O Tribunal do Júri da comarca de Capinzal condenou nesta sexta-feira, 29 de agosto, uma mulher a 20 anos e 24 dias de prisão, em regime fechado, com cumprimento imediato da pena, pelos crimes de homicídio qualificado, ocultação de cadáver e falsidade ideológica. O caso, ocorrido em novembro de 2022 no município de Lacerdópolis, ganhou grande repercussão pela gravidade dos fatos e pelas circunstâncias da ocultação do corpo da vítima, que foi escondida dentro de um freezer.
A sessão teve início às 9 horas de quinta, dia 28, e se estendeu até por volta das 22h30min, quando foi suspensa. Os trabalhos recomeçaram às 8h30min desta sexta-feira, dia 29, em um dos mais longos júris já registrados na região. A sentença foi lida pela juíza por volta das 20h45min de hoje. Foram mais de 25 horas de júri.
Desde cedo, nos dois dias, dezenas de pessoas aguardavam em fila diante da Câmara de Vereadores, local onde o julgamento foi realizado. Familiares da vítima e da acusada, além de integrantes da comunidade, permaneceram no espaço durante todo o julgamento e acompanharam atentamente os trabalhos.
Diante da grande movimentação, as equipes de segurança foram reforçadas para atuar tanto no entorno da Câmara de Vereadores como no interior do plenário, a fim de garantir a tranquilidade dos presentes e o bom andamento da sessão.
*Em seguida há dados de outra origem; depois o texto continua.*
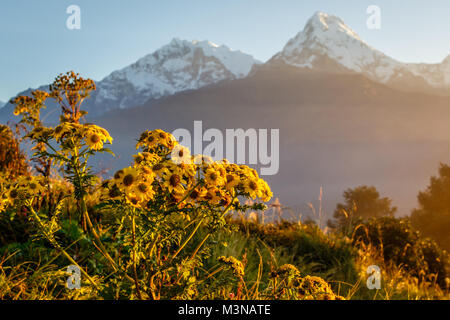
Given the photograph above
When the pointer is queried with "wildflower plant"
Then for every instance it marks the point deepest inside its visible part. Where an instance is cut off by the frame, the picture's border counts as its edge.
(142, 222)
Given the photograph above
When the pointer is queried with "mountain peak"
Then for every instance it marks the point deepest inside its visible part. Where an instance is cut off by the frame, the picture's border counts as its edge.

Ao todo, 12 testemunhas haviam sido relacionadas para estarem presentes e serem ouvidas, porém duas não compareceram. O interrogatório da ré iniciou na noite do primeiro dia de julgamento. Ela não se sentiu bem, foi atendida pelo corpo de bombeiros e retornou ao plenário nesta sexta para conclusão do interrogatório.
Os debates entre acusação e defesa iniciaram à tarde. Ambas ocuparam integralmente seu tempo de uma hora e meia, com posterior réplica e tréplica. O Ministério Público, autor da ação penal, levou o freezer utilizado para ocultar o cadáver ao centro do salão de debates, defronte ao corpo do júri. Após a leitura dos quesitos, os sete jurados – quatro mulheres e três homens – votaram secretamente.
O júri reconheceu a materialidade e as qualificadoras de asfixia e emprego de recurso que impossibilitou a defesa da vítima, além da ocultação de cadáver e falsidade ideológica. A juíza Jéssica Evelyn Campos Figueredo Neves leu a sentença com o plenário ainda cheio. A pena foi fixada em 20 anos e 24 dias de reclusão. Cabe recurso ao Tribunal de Justiça.
Relembre o caso
De acordo com os autos, a ré matou o marido após induzi-lo ao sono com medicamento, amarrar-lhe os pés, pernas e braços com cordas e asfixiá-lo com uma sacola, impossibilitando qualquer reação de defesa. Em seguida, ocultou o corpo em um freezer horizontal na residência do casal.
No dia seguinte ao fato, registrou boletim de ocorrência comunicando falsamente o desaparecimento do companheiro, o que mobilizou vizinhos, amigos e forças de segurança em buscas que se prolongaram por cinco dias até a localização do corpo.